What just happened? Amazon has announced that they’re migrating their artificial intelligence processing to custom AWS Inferentia chips. This means that Amazon’s biggest inferencing services, like virtual assistant Alexa, will be processed on faster, specialized silicon instead of somewhat multi-purpose GPUs.
Amazon has already shifted about 80% of Alexa processing onto Elastic Compute Cloud (EC2) Inf1 instances, which use the new AWS Inferentia chips. Compared to the G4 instances, which used traditional GPUs, the Inf1 instances push throughput up by 30% and costs down by 45%. Amazon reckons that they’re the best instances on the market for inferencing natural language and voice processing workloads.
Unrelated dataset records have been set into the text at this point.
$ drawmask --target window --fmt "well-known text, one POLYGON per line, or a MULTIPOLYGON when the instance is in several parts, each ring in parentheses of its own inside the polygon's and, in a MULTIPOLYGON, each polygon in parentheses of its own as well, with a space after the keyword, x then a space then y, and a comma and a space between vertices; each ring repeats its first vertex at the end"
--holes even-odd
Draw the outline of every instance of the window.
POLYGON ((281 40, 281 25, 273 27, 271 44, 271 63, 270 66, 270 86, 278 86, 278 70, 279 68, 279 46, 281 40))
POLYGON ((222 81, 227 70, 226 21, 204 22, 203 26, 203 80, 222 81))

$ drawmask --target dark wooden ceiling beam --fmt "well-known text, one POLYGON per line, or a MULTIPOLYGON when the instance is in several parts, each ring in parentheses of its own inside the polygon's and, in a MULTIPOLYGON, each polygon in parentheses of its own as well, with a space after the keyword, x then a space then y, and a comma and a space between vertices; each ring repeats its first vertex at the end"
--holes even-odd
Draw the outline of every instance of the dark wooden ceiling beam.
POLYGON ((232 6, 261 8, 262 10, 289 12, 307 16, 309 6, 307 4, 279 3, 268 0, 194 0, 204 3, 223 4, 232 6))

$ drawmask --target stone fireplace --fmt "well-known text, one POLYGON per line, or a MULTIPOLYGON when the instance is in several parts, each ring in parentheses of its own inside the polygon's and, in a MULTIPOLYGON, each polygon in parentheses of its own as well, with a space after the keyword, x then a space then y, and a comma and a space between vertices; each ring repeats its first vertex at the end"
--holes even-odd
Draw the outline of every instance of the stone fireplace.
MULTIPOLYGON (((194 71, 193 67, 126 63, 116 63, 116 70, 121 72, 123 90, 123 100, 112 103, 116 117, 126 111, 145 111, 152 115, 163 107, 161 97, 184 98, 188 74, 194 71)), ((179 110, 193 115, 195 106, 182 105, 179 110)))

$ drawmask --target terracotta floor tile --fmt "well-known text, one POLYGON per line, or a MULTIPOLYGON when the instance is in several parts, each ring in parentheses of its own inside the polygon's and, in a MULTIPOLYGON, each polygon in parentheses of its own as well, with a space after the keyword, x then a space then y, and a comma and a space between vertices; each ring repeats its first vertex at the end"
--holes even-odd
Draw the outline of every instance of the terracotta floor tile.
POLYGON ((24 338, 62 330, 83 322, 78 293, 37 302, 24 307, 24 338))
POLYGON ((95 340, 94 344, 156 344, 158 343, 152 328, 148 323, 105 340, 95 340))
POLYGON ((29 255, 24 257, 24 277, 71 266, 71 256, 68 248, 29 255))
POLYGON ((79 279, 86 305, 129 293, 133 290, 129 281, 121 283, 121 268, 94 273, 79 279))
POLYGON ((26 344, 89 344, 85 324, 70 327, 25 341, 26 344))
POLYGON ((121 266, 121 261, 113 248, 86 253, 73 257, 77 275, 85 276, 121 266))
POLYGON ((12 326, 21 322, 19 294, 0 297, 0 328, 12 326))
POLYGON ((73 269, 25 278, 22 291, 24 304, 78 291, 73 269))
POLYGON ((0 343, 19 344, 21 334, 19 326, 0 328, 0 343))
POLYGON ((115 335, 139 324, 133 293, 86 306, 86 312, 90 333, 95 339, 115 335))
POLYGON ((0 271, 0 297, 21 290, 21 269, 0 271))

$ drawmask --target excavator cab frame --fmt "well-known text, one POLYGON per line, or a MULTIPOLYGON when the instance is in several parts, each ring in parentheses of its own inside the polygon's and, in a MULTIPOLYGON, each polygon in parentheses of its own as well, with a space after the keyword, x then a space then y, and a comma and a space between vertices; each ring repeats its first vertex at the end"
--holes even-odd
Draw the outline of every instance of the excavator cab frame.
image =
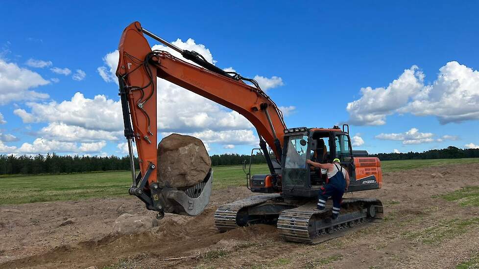
POLYGON ((281 172, 251 176, 250 171, 248 188, 254 192, 281 192, 285 198, 317 197, 325 184, 326 171, 311 170, 306 161, 312 157, 317 149, 318 140, 326 138, 329 150, 325 158, 322 158, 319 161, 331 162, 335 158, 341 160, 341 166, 347 169, 351 180, 347 192, 381 188, 379 160, 375 157, 355 157, 349 126, 344 129, 344 126, 342 130, 335 126, 331 129, 300 127, 285 130, 281 172), (357 166, 359 166, 359 169, 357 166), (358 174, 360 176, 359 178, 357 178, 358 174))

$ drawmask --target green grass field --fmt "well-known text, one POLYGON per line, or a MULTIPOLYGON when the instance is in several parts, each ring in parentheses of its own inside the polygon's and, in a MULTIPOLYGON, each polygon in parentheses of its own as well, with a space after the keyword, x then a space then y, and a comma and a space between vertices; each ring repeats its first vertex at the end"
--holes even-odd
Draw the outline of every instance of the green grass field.
MULTIPOLYGON (((479 162, 479 158, 385 161, 383 172, 426 166, 479 162)), ((246 176, 240 165, 213 167, 213 188, 244 186, 246 176)), ((253 165, 251 173, 268 173, 265 164, 253 165)), ((128 197, 130 172, 108 172, 71 175, 42 175, 0 178, 0 204, 55 201, 77 200, 94 197, 128 197)))

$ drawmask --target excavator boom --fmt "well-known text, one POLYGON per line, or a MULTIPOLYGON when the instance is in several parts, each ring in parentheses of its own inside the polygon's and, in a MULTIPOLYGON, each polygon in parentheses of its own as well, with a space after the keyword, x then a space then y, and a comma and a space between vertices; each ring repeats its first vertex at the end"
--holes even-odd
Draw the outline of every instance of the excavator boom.
MULTIPOLYGON (((260 146, 271 173, 274 173, 266 143, 274 153, 277 162, 280 163, 284 130, 287 127, 281 112, 255 81, 222 70, 206 61, 197 53, 181 49, 142 28, 138 22, 125 29, 119 51, 120 59, 116 74, 120 87, 124 134, 131 160, 133 183, 130 193, 138 196, 149 209, 162 212, 166 207, 172 208, 165 204, 167 199, 164 199, 166 196, 172 196, 166 195, 167 190, 159 188, 157 184, 156 77, 244 116, 256 128, 260 146), (197 65, 174 57, 167 51, 152 51, 144 34, 179 52, 186 59, 197 65), (245 81, 249 81, 253 86, 245 81), (133 162, 133 141, 137 146, 140 162, 140 172, 138 176, 134 171, 133 162)), ((161 109, 161 104, 159 109, 161 109)), ((207 188, 208 186, 204 187, 207 188)), ((188 205, 185 201, 178 202, 188 205)), ((204 201, 198 202, 198 203, 206 205, 204 201)), ((181 206, 176 206, 172 213, 182 211, 178 210, 178 207, 181 206)))

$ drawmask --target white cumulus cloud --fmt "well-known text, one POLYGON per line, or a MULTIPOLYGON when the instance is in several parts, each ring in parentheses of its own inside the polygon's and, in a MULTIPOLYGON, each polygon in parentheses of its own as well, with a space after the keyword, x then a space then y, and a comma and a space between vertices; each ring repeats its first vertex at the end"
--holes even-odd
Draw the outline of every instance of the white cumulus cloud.
POLYGON ((30 89, 49 83, 38 73, 0 59, 0 105, 12 101, 48 98, 48 94, 30 89))
POLYGON ((25 123, 62 122, 87 129, 109 131, 118 131, 123 126, 120 101, 108 99, 105 95, 96 95, 90 99, 76 92, 71 100, 60 103, 30 102, 26 105, 31 112, 21 109, 13 112, 25 123))
POLYGON ((357 134, 351 138, 353 140, 353 146, 359 147, 364 144, 364 140, 360 135, 360 134, 357 134))
POLYGON ((270 89, 276 88, 284 85, 283 83, 283 79, 276 76, 273 76, 270 78, 264 77, 262 76, 256 75, 254 78, 260 85, 260 88, 264 91, 266 91, 270 89))
POLYGON ((401 141, 405 145, 422 144, 433 142, 434 134, 432 133, 421 133, 417 128, 411 128, 405 133, 380 134, 376 138, 381 140, 401 141))
POLYGON ((479 145, 476 145, 474 143, 470 143, 464 145, 466 149, 479 149, 479 145))
POLYGON ((289 106, 287 107, 279 107, 278 108, 283 112, 284 116, 289 116, 294 112, 296 107, 294 106, 289 106))
POLYGON ((18 137, 10 134, 2 134, 0 133, 0 141, 2 142, 13 142, 18 141, 18 137))
POLYGON ((121 131, 111 132, 98 129, 88 129, 63 122, 52 122, 38 132, 42 137, 66 142, 89 142, 98 140, 115 141, 123 136, 121 131))
POLYGON ((72 79, 77 81, 81 81, 85 79, 86 76, 87 74, 85 71, 80 69, 76 69, 76 71, 75 72, 75 73, 72 75, 72 79))
POLYGON ((74 142, 62 142, 39 137, 31 143, 24 143, 19 148, 6 146, 0 141, 0 153, 14 154, 99 153, 106 145, 105 141, 100 141, 81 143, 79 146, 74 142))
POLYGON ((41 60, 35 60, 34 59, 30 58, 26 61, 26 63, 25 63, 25 64, 30 67, 44 68, 46 67, 51 67, 53 64, 51 61, 42 61, 41 60))
POLYGON ((455 61, 439 69, 431 84, 416 66, 386 88, 362 88, 361 98, 348 104, 349 122, 381 125, 387 115, 410 113, 434 116, 442 124, 479 119, 479 71, 455 61))
POLYGON ((72 70, 67 67, 62 68, 57 67, 54 67, 53 68, 50 68, 50 70, 55 74, 59 74, 60 75, 64 75, 65 76, 68 76, 72 73, 72 70))

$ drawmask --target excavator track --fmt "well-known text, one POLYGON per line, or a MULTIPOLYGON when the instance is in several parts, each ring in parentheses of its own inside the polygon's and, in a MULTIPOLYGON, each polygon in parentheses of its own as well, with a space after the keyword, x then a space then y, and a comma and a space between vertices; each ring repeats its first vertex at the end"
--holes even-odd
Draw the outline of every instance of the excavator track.
POLYGON ((258 195, 223 204, 218 207, 215 213, 215 225, 221 232, 239 227, 237 217, 240 210, 280 197, 281 195, 279 194, 258 195))
POLYGON ((315 202, 287 209, 280 215, 277 227, 287 241, 315 244, 383 219, 383 204, 376 199, 345 199, 341 207, 337 219, 330 222, 327 220, 331 217, 331 207, 315 210, 315 202))

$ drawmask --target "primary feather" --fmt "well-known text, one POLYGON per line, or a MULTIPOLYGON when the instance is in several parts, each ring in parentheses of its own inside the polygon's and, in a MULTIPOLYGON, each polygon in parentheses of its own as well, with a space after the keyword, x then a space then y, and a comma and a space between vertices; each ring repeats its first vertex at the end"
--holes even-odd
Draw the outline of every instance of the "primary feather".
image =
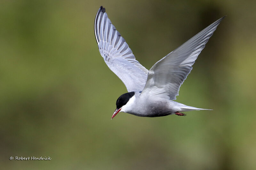
POLYGON ((192 65, 220 21, 216 21, 157 62, 149 70, 141 95, 146 94, 176 99, 180 87, 192 65))
POLYGON ((141 91, 148 70, 135 59, 102 6, 95 18, 94 32, 100 52, 109 69, 123 81, 128 92, 141 91))

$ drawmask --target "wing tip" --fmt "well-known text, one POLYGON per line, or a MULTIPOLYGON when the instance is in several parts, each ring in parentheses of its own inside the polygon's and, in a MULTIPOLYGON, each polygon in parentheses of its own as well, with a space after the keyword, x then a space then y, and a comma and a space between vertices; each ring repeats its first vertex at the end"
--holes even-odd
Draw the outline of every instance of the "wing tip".
POLYGON ((96 14, 96 16, 95 17, 95 19, 94 20, 94 33, 95 34, 95 38, 96 39, 96 41, 98 44, 99 44, 99 41, 98 39, 98 37, 97 37, 97 30, 96 28, 96 23, 98 20, 99 16, 100 15, 100 12, 103 12, 103 13, 104 13, 106 12, 106 9, 105 9, 105 8, 103 8, 102 6, 101 6, 99 8, 99 10, 98 10, 98 11, 97 12, 97 13, 96 14))

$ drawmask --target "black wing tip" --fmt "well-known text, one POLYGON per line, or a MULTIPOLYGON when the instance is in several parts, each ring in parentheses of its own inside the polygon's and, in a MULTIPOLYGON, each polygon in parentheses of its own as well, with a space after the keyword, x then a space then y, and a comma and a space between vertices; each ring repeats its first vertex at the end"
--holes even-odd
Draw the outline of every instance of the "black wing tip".
POLYGON ((103 13, 104 13, 106 11, 106 9, 105 9, 105 8, 103 8, 102 6, 101 6, 100 7, 99 11, 100 12, 102 12, 103 13))

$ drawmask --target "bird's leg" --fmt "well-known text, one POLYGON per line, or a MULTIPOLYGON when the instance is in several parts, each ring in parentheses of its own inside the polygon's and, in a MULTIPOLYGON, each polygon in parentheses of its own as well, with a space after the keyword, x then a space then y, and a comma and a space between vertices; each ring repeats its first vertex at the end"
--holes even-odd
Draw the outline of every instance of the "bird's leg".
POLYGON ((179 113, 179 112, 177 112, 175 113, 175 114, 176 115, 178 115, 178 116, 185 116, 187 114, 185 114, 182 113, 179 113))

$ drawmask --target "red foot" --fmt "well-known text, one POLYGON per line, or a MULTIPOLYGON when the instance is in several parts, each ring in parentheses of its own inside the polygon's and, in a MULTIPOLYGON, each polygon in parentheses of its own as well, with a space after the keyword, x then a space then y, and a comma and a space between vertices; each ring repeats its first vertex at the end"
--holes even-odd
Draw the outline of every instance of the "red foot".
POLYGON ((185 114, 184 113, 179 113, 178 112, 176 112, 175 113, 175 114, 178 115, 178 116, 185 116, 187 114, 185 114))

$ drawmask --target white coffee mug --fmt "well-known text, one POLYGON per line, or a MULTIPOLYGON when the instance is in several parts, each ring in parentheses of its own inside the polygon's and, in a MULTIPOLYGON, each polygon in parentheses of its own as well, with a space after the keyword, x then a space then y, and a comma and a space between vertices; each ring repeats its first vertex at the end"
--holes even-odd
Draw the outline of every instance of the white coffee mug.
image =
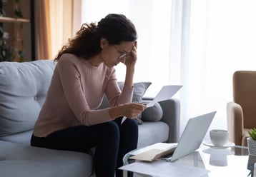
POLYGON ((214 129, 210 131, 210 138, 213 145, 223 146, 228 141, 228 131, 214 129))

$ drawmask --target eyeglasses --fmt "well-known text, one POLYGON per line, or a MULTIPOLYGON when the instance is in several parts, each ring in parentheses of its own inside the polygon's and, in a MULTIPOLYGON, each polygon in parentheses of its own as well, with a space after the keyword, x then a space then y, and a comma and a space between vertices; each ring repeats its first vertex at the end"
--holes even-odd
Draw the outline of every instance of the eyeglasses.
POLYGON ((119 51, 115 46, 114 46, 114 47, 116 51, 120 54, 120 56, 117 58, 118 59, 126 59, 128 57, 129 54, 119 51))

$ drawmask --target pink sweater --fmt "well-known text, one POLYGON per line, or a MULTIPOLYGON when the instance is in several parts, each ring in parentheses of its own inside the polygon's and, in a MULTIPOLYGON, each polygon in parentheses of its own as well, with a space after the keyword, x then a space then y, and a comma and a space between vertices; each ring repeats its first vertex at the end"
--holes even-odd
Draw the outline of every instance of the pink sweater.
POLYGON ((109 108, 97 110, 104 93, 112 106, 131 102, 133 88, 117 83, 115 69, 102 63, 65 54, 58 61, 46 101, 35 123, 34 135, 45 137, 77 125, 91 126, 113 120, 109 108))

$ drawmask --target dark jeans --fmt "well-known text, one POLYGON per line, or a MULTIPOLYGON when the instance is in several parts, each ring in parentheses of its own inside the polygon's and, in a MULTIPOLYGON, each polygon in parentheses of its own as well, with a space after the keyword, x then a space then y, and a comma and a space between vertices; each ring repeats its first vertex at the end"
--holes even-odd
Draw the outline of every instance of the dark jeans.
MULTIPOLYGON (((138 125, 135 120, 122 118, 91 126, 77 126, 56 131, 45 138, 32 135, 31 145, 51 149, 88 152, 96 146, 94 168, 97 177, 122 176, 118 170, 125 153, 137 146, 138 125)), ((133 176, 128 173, 128 176, 133 176)))

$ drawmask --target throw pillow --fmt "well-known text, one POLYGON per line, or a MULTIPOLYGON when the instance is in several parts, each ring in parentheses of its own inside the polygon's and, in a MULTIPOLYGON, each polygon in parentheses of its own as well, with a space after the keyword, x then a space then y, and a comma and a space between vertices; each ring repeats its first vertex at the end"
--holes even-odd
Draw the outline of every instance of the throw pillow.
POLYGON ((144 121, 159 121, 161 120, 163 111, 159 103, 146 108, 142 113, 142 120, 144 121))

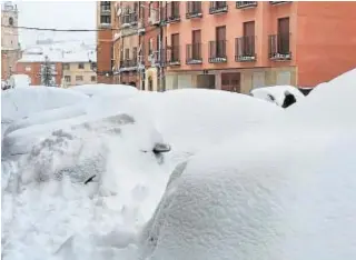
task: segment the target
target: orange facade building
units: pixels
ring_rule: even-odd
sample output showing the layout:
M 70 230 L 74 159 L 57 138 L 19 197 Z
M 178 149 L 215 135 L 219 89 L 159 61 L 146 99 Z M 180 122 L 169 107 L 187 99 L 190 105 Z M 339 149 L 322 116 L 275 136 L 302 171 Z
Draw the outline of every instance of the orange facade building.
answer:
M 21 61 L 16 63 L 17 74 L 27 74 L 31 79 L 31 86 L 40 86 L 41 82 L 41 67 L 42 61 Z M 51 62 L 52 74 L 56 86 L 61 86 L 63 77 L 62 62 Z
M 172 2 L 169 88 L 315 87 L 356 67 L 356 2 Z
M 97 81 L 112 83 L 115 1 L 97 1 Z
M 356 2 L 119 1 L 110 7 L 112 58 L 98 33 L 98 69 L 105 62 L 108 69 L 113 59 L 113 81 L 140 89 L 248 93 L 275 84 L 315 87 L 356 67 Z

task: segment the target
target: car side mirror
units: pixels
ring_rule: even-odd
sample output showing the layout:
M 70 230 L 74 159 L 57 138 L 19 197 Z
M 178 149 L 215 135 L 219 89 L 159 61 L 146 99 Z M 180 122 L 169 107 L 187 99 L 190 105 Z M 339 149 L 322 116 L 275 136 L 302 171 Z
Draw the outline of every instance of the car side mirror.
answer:
M 155 153 L 169 152 L 170 146 L 167 143 L 158 142 L 155 144 L 154 150 Z

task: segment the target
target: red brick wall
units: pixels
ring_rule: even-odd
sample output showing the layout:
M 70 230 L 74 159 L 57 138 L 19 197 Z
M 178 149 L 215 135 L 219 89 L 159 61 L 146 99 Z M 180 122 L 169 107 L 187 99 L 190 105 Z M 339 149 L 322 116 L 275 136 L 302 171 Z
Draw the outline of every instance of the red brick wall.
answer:
M 148 62 L 148 42 L 149 39 L 152 38 L 152 50 L 156 50 L 157 47 L 157 36 L 159 36 L 159 27 L 150 26 L 148 18 L 149 18 L 149 1 L 146 1 L 145 3 L 145 19 L 144 19 L 144 27 L 146 28 L 146 33 L 144 37 L 141 37 L 141 41 L 144 42 L 145 48 L 145 66 L 150 66 L 150 62 Z M 154 1 L 151 3 L 152 9 L 158 10 L 159 9 L 159 2 Z
M 111 71 L 112 31 L 98 31 L 97 68 L 98 83 L 112 83 L 112 77 L 102 73 Z
M 29 71 L 26 68 L 31 68 Z M 63 76 L 62 63 L 56 62 L 56 84 L 60 86 Z M 31 79 L 31 84 L 41 84 L 41 62 L 18 62 L 16 64 L 17 74 L 27 74 Z

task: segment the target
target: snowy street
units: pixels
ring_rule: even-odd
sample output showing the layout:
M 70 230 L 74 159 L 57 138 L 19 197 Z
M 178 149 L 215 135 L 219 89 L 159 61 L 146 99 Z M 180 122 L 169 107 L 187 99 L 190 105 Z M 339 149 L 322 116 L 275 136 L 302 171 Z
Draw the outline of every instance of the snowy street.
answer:
M 2 259 L 354 259 L 355 79 L 3 91 Z

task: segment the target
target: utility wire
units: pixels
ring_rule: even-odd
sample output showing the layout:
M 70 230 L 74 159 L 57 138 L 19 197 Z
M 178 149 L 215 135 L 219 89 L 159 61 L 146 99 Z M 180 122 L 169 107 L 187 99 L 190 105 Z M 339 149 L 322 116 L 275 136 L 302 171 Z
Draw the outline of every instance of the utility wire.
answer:
M 86 32 L 86 31 L 117 31 L 119 28 L 100 28 L 100 29 L 56 29 L 56 28 L 39 28 L 39 27 L 13 27 L 1 24 L 2 28 L 16 28 L 34 31 L 67 31 L 67 32 Z

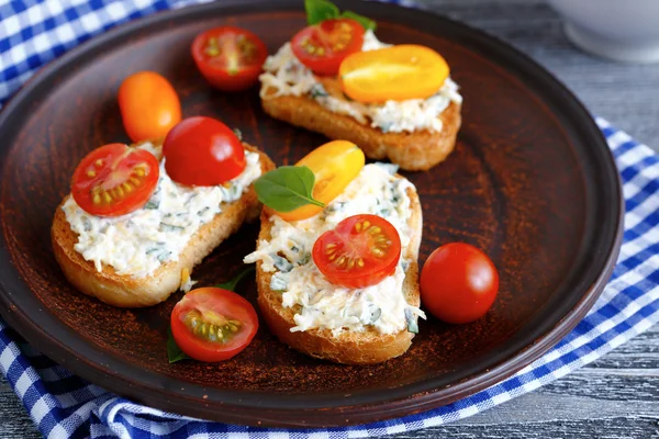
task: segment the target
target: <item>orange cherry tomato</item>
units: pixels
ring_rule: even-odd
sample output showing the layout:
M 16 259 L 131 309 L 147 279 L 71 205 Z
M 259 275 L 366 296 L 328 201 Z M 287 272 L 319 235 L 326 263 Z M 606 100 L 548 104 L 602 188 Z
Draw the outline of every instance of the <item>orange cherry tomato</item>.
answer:
M 448 74 L 442 55 L 412 44 L 358 52 L 344 59 L 338 69 L 344 92 L 367 103 L 429 98 Z
M 364 27 L 351 19 L 324 20 L 298 32 L 291 46 L 300 63 L 319 75 L 336 75 L 350 54 L 361 50 Z
M 247 166 L 245 148 L 222 122 L 187 117 L 163 142 L 167 175 L 177 183 L 217 185 L 238 177 Z
M 71 194 L 87 213 L 120 216 L 142 207 L 156 190 L 160 168 L 143 149 L 109 144 L 89 153 L 71 180 Z
M 154 71 L 138 71 L 124 79 L 119 88 L 119 108 L 133 142 L 165 137 L 181 120 L 178 94 Z
M 228 360 L 256 335 L 258 317 L 243 296 L 219 288 L 190 291 L 171 311 L 171 335 L 179 348 L 199 361 Z
M 309 153 L 295 166 L 306 166 L 315 182 L 312 195 L 327 204 L 337 198 L 359 175 L 366 158 L 357 145 L 347 140 L 328 142 Z M 291 212 L 275 212 L 286 221 L 305 219 L 316 215 L 323 207 L 306 204 Z
M 462 324 L 482 317 L 498 292 L 496 267 L 469 244 L 437 248 L 421 270 L 421 302 L 444 322 Z
M 335 285 L 351 289 L 376 285 L 395 270 L 401 258 L 401 238 L 381 216 L 354 215 L 313 245 L 313 261 Z
M 192 42 L 197 68 L 220 90 L 239 91 L 254 86 L 267 57 L 264 42 L 236 26 L 211 29 Z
Alexa works like this: the actual speaker box (or cylinder, as it may be) does basically nothing, while AWS processors in the cloud do everything. Or to put it more technically… the system kicks in once the wake word has been detected by the Echo’s on-device chip. It starts streaming the audio to the cloud in real-time. Off in a data center somewhere, the audio is turned into text (this is an example of inferencing). Then, meaning is withdrawn from the text (another example of inferencing). Any required actions are completed, like pulling up the day’s weather information.
Once Alexa has completed your request, she needs to communicate the answer to you. What she’s supposed to say is chosen from a modular script. Then the script is turned into an audio file (another example of inferencing) and sent to your Echo device. The Echo plays the file and you decide to bring an umbrella to work with you.
Evidently enough, inferencing is a big part of the job. It’s unsurprising that Amazon has invested millions of dollars into making the perfect inferencing chips.
Speaking of, the Inferentia chips are comprised of four NeuronCores. Each one implements a “high-performance systolic array matrix multiply engine.” More or less, each NeuronCore is made up of a very large number of small data processing units (DPUs) that process data in a linear, independent fashion. Each Inferentia chip also has a huge cache, which improves latencies.